Reunified China's Tang Dynasty (618-907) high culture set a high point for many things, including poetry. Various schools of Buddhism flourished, a successfully imported and modified cultural influence from India, as represented by the Chan or Zen beliefs of Wang Wei (701-761). His quatrains (jueju) describing natural scenes are world-famous examples of excellence, each couplet conventionally containing about two distinct images or thoughts per line. Tang poetry's big star is Li Bai (701-762) also pronounced and written as Li Bo, who worked in all major styles, both the more free old style verse (gutishi) as well as the tonally regulated new style verse (jintishi). Regardless of genre, Tang poets notably strove to perfect a style in which poetic subjects are exposed and evident, often without directly referring to the emotional thrust at hand. The poet Du Fu (712-770) excelled at regulated verse and use of the seven-character line, writing denser poems with more allusions as he aged, experiencing hardship and writing about it. A parade of great Tang poets also includes Chen Zi'ang (661-702), Wang Zhihuan (688-742), Meng Haoran (689-740), Bai Juyi(772-846), Li He (790-816), Du Mu (803-852), Wen Tingyun (812-870), (listed chronologically) and Li Shangyin(813-858), whose poetry delights in allusions that often remain obscure, and whose emphasis on the seven-character line also contributed to the emerging posthumous fame of Du Fu, now ranked alongside Li Bai. The distinctively different ci poetry form began its development during the Tang as Central Asian and other musical influences flowed through its cosmopolitan society.

China's Song Dynasty (960-1279), another reunification era after a brief period of disunity, initiated a fresh high culture.

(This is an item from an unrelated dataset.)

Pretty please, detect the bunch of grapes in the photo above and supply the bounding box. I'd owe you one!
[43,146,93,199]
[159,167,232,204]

Several of its greatest poets were capable government officials as well including Ouyang Xiu (1007-1072), Su Shi (1037-1101), and Wang Anshi (1021-1086). The ci form flourished as a few hundred songs became standard templates for poems with distinctive and variously set meters. The free and expressive style of Song high culture has been contrasted with majestic Tang poems by centuries of subsequent critics who engage in fierce arguments over which dynasty had the best poetry. Additional musical influences contributed to the Yuan Dynasty's (1279-1368) distinctive qu opera culture and spawned the sanquform of individual poems based on it.

Classical Chinese poetry composition became a conventional skill of the well educated throughout the Ming(1368-1644) and Qing (1644-1911) dynasties. Over a million poems have been preserved, including those by women and by many other diverse voices. Painter-poets, such as Shen Zhou (1427-1509), Tang Yin (1470-1524), Wen Zhengming (1470-1559), and Yun Shouping (1633-1690), created worthy conspicuous poems as they combined art, poetry and calligraphy with brush on paper. Poetry composition competitions were socially common, as depicted in novels, for example over dessert after a nice dinner. The Song versus Tang debate continues through the centuries. While China's later imperial period does not seem to have broken new ground for innovative approaches to poetry, picking through its vast body of preserved works remains a scholarly challenge, so new treasures may yet be restored from obscurity.